Holding up our phones, we step out of the room and turn left. But just then someone catches me in their arms, and I yelp as I’m squeezed until I can’t breathe.

“Gotch-ya!” a male voice boasts. “So how about that ride now?”

Trey.

Squirming, I pull out of his hold and twist around. Lyla, J.D., and Bryce stand behind him, laughing.

“Damn!” Ten shouts, breathing hard. He was obviously caught off guard by their sudden appearance, too.

“You might’ve turned off the flashlights,” Lyla scolds with a smirk on her face. “We could see them as soon as we came down.”

I move past them, back toward the stairs, ignoring her. If we hadn’t been investigating that room, the flashlights on our phones would’ve been off.

“What are you guys doing down here anyway?” J.D. asks.

“Just go,” I order, losing patience. “Let’s get out of here.”

Everyone moves ahead, back down the tunnel, and I glance over my shoulder, scanning the nearly pitch blackness and the doorway to the room where we’d just been.

Nothing.

Dark corners, shadows, dank glimmers from the fluorescent light hitting the puddles of water… I see nothing.

But I breathe hard, unable to shake the creepy feeling. Someone is there.

“This was not the kind of fun I was thinking of when you guys suggested the Cove,” Lyla whines, side-stepping the small pools of water.

I turn back around, ignoring my fear as I rush up the steps. “Yeah, well, don’t worry,” I mumble just loud enough for them to hear. “The backseat of J.D.’s car isn’t far away.”

“Hell yeah.” J.D. chuckles.

And I resist the urge for one more glance back down the dark tunnel.

I climb the stairs, still feeling eyes on me.





“Let’s go, ladies!” Coach pounds her fist on the lockers twice as she passes by.
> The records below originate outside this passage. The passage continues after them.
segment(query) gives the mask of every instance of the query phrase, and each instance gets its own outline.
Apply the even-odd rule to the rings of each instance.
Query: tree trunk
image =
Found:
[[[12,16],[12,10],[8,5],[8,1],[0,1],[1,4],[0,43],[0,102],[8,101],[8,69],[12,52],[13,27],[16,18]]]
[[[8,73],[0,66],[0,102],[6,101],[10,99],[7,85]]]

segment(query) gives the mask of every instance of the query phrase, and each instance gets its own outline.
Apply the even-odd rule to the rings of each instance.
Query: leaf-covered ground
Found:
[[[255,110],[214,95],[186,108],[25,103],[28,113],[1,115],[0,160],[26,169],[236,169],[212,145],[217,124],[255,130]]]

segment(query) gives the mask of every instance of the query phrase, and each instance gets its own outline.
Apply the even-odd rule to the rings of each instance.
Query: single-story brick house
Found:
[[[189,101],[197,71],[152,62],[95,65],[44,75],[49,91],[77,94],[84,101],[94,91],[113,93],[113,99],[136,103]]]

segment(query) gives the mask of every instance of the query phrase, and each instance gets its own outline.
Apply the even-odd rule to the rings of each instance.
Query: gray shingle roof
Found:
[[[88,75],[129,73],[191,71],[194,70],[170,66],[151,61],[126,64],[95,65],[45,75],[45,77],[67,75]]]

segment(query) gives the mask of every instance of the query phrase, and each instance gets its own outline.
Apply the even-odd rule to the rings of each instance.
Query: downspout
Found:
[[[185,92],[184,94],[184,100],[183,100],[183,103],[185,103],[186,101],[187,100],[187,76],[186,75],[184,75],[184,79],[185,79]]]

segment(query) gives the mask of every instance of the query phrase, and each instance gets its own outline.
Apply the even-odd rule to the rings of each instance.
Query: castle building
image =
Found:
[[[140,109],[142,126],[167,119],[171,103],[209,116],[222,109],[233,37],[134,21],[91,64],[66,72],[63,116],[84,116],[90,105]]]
The girls giggle and whisper around me, and I comb my fingers through my hair, sweeping it up into a messy ponytail.

“Yeah, I hear they’re installing cameras,” Katelyn Stephens says to a group as she sits on the bench. “They’re hoping to catch him red-handed.”

I roll on some deodorant and toss the container back into my gym bag before checking my lip gloss in the mirror on the locker door.

Cameras, huh? In the school?

Good to know.

I pull the top of my cheerleading uniform down over my head, covering my bra, and smooth my shirt and skirt down. We’re recruiting new team members, since so many of us are graduating soon, so Coach has been asking us to wear our uniforms to school some days to hopefully get more freshman interested.

“I was wondering what their next move was going to be,” another girl chimes in. “He keeps getting past them.”

“And I, for one, hopes he keeps it up.” Lyla adds. “Did you see what he wrote this morning?”

Everyone falls silent, and I know exactly what they’re looking at. I turn my head, glancing to the wall, right over the doorway to the gym teachers’ offices. Flapping ever so gently from the AC blowing out of the vent is a large piece of white butcher paper taped haphazardly to the wall.

I smile to myself, my heartbeat picking up pace, and turn back to finish getting ready.

“Don’t knock masturbation,” Mel Long says, reciting the message we all saw laying behind the butcher paper before morning practice a while ago, “it’s sex with someone I love.”